Second line therapies:

  • Plasma exchange:  there is a definite trend to improved mortality with plasma exchange, which makes one wonder why it is not a part of first line therapy. FFP seems to be the replacement fluid of choice, as it comes with some anticoagulants (eg. antithrombin)
  • IV immunoglobulins:  There does not seem to be retrospective evidence of any survival benefit from the use of IVIG. There is a theoretical benefit (apprently it might improve the catabolism of the harmful circulating antibodies). The recommended dose is 0.4g/kg for 4-5 days.

Third line therapies:

  • Cyclophosphamide:  there is little evidence for the use of this in CAPS; however Cervera and Espinosa make the recommendation that if you plan to use it, you should use it early.
  • Rituximab:  There are a few case reports of this being helpful, but it is difficult to say exactly how helpful it was, because all those patients were also receiving all the other therapies.
  • Prostacycline:  the recommendation for the use of this drug is largely theoretical, as it is both a vasodilator and an antiplatelet agent. In a severe SIRS state, the vasodilation may be undesirable, and there are probably safer antiplatelet drugs one could use.
  • Defibrotide:  This is an alkali metal salt of single-stranded DNA and has
    antithrombotic properties. Elsewhere, its use in veno-occlusive disease is discussed in greater detail. In the CAPS registry, only one patient received it, with success.
  • Ancrod: this is a rare defibrinogenating agent derived from the venom of the Malayan pit viper. As far as I know, it is not available anywhere. Cervera and Espinosa devote two lines to it.

References

Garcia, David, and Doruk Erkan. "Diagnosis and management of the antiphospholipid syndrome." New England Journal of Medicine 378.21 (2018): 2010-2021.

Cervera, Ricard. "Antiphospholipid syndrome." Thrombosis research 151 (2017): S43-S47.

Miyakis, Spyridon, et al. "International consensus statement on an update of the classification criteria for definite antiphospholipid syndrome (APS)." Journal of Thrombosis and Haemostasis 4.2 (2006): 295-306.

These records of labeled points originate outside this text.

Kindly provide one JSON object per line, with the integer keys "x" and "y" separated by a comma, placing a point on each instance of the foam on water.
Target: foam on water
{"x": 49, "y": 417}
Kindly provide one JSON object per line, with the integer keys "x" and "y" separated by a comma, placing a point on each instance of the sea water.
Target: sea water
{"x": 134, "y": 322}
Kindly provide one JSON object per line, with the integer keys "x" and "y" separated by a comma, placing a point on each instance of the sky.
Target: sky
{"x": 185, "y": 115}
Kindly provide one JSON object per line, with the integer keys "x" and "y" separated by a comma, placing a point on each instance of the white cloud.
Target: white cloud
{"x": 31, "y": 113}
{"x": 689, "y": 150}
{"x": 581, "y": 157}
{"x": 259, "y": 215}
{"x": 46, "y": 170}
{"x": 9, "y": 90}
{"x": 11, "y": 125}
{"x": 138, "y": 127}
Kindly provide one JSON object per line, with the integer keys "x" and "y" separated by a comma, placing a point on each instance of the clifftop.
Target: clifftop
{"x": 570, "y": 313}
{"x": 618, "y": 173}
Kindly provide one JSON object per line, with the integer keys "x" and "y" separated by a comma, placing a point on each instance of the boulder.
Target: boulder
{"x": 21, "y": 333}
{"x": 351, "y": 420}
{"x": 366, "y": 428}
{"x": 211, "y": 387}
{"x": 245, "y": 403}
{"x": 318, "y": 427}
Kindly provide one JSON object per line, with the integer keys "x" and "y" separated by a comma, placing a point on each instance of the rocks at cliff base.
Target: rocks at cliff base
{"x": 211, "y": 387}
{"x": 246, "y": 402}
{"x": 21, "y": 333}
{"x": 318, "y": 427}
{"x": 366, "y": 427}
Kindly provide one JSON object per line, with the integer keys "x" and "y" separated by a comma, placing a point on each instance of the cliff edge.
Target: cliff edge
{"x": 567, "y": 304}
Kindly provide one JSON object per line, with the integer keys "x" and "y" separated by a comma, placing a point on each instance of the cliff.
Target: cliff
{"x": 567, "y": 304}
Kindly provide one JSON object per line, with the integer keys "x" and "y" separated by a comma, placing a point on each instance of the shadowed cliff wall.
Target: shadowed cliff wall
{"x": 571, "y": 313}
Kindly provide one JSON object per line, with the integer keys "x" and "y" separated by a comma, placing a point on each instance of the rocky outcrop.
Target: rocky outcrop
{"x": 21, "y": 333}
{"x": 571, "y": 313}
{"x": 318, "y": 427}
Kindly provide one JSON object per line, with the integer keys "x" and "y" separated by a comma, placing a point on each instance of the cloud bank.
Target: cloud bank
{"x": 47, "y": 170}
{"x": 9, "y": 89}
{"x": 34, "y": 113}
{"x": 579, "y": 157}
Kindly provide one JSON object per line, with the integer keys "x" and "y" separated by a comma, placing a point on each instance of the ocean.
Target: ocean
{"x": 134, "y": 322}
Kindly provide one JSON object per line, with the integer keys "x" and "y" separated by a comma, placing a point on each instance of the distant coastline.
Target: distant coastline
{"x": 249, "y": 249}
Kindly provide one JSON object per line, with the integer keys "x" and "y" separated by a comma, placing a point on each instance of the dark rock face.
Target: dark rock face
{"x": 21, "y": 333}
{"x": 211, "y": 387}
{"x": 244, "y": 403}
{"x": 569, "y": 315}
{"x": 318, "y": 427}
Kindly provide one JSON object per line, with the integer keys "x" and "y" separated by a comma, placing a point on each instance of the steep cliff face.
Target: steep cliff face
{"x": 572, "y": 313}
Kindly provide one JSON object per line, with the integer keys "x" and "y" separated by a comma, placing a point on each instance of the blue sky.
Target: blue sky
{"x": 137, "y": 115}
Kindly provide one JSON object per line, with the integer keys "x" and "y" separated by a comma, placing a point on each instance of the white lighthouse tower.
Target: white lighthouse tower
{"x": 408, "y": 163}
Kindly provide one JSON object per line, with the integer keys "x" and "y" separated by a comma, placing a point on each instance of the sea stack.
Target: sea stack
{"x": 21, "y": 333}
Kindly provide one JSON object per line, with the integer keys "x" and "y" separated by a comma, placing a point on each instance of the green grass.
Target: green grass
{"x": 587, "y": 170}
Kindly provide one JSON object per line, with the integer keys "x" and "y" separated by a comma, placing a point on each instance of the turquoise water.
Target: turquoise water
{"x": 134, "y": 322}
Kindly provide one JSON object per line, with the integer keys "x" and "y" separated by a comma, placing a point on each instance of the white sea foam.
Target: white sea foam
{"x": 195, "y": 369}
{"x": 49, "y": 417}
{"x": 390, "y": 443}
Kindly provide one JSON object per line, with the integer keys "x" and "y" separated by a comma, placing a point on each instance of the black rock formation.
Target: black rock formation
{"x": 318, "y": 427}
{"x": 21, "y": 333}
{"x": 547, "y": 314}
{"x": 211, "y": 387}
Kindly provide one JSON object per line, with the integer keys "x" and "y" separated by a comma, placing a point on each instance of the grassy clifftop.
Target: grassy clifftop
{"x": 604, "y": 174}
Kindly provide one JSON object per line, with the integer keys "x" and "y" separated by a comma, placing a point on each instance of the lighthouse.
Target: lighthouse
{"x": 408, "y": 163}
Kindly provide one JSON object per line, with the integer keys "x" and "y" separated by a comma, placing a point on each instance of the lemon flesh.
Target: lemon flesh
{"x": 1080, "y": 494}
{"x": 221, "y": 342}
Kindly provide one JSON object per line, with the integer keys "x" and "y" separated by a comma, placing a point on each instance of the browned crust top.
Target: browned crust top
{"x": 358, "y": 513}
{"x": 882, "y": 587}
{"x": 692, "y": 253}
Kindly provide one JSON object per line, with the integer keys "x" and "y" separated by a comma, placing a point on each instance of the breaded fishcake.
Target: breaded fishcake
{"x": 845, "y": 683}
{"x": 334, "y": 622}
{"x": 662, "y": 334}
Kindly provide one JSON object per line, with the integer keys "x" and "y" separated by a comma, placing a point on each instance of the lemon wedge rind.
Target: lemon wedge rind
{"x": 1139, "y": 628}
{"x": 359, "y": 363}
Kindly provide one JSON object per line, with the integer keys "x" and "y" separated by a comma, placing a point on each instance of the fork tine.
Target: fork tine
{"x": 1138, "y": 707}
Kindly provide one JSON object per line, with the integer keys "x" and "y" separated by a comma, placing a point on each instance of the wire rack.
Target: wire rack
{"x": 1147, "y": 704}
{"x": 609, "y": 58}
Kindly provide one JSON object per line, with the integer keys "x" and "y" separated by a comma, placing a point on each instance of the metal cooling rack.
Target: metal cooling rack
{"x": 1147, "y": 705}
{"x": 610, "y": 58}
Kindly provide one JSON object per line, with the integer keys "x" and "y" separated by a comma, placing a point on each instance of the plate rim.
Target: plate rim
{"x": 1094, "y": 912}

Cervera, Ricard, and Gerard Espinosa. "Update on the catastrophic antiphospholipid syndrome and the “CAPS Registry”.Seminars in thrombosis and hemostasis. Vol. 38. No. 4. 2012.

Belmont, H. Michael. "Catastrophic antiphospholipid syndrome." Hughes Syndrome. Springer London, 2006. 171-180.

Mehta, Trupti P., Maureen A. Smythe, and Joan C. Mattson. "Strategies for managing heparin therapy in patients with antiphospholipid antibody syndrome." Pharmacotherapy: The Journal of Human Pharmacology and Drug Therapy 31.12 (2011): 1221-1231.